By Father Bob Kraig Wow! What an amazing week God blest me with last week (Oct. 10-14) when I made my yearly retreat at the Abbey of Gethsemane. My priest friend from Buffalo, whom I made the retreat with, had been there a couple of times before and told me how special this place is – and I was not disappointed.
From the moment we drove on to the grounds you could just sense the peace and the presence of God. There are 40 monks there now three of whom are novices in their 20s. Besides working at their jobs like making bread, fudge, doing pottery and/or attending to the grounds these men of God come to the chapel seven times a day (eight if you include the celebration of the Eucharist) to give praise, glory and honor to God.
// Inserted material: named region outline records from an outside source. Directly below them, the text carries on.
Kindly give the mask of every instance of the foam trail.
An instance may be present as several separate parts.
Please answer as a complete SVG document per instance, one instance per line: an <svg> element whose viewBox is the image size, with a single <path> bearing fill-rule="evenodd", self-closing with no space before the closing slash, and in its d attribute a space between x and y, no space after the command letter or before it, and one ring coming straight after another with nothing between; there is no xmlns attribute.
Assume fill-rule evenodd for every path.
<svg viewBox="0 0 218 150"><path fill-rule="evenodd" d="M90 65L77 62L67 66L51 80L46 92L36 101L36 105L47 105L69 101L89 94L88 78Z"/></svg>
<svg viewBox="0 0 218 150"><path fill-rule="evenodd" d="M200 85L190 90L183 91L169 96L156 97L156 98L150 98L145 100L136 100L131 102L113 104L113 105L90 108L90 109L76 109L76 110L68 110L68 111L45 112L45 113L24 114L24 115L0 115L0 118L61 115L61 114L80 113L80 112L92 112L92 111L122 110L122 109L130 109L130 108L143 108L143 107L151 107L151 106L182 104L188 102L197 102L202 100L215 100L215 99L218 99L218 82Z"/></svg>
While I was looking forward to seeing the grave of Thomas Merton I think I was more impressed with some of the conversations I had with some of the monks. I asked one what brought him there to Gethsemane. He replied that he was a professor teaching at a major European college. One night, he said, he had this awesome feeling come over him that he was so blest in life. He went to chapel and asked God how he could repay Him for being so blest; the thought of Gethsemane entered his mind and while he says he fought it for two years he eventually let God have the upper hand.
This same monk continued to relate to me that one of the monks there was from Cleveland and had over 80 people under him in the business world. He, too, was touched by God to leave everything and enter Gethsemane.
I admire these monks and was inspired by them so much. Their first time of prayer is at 3:15am. They also meet in the chapel at 5:45am followed by the celebration of the Eucharist at 6:10; this is followed by breakfast and prayer time with the psalms at 7:30am, 12:30pm, 3:15pm, 5:30pm and 7:30pm. They then retire.
The monk I chatted with said their families can visit them but they themselves do not go home. To see the grave of Thomas Merton was also an inspiring moment personally for me.
These men are very happy men. I could go on and on about my experience and retreat at Gethsemane but just ask you to keep these men of God in prayer. Gethsemane offers time for reflection and retreat to any person, religious, priest, lay, etc.
Again I thank God for the experience and pray not only for these men but that many of you may be able to experience time there in the future. God’s peace and blessings to all!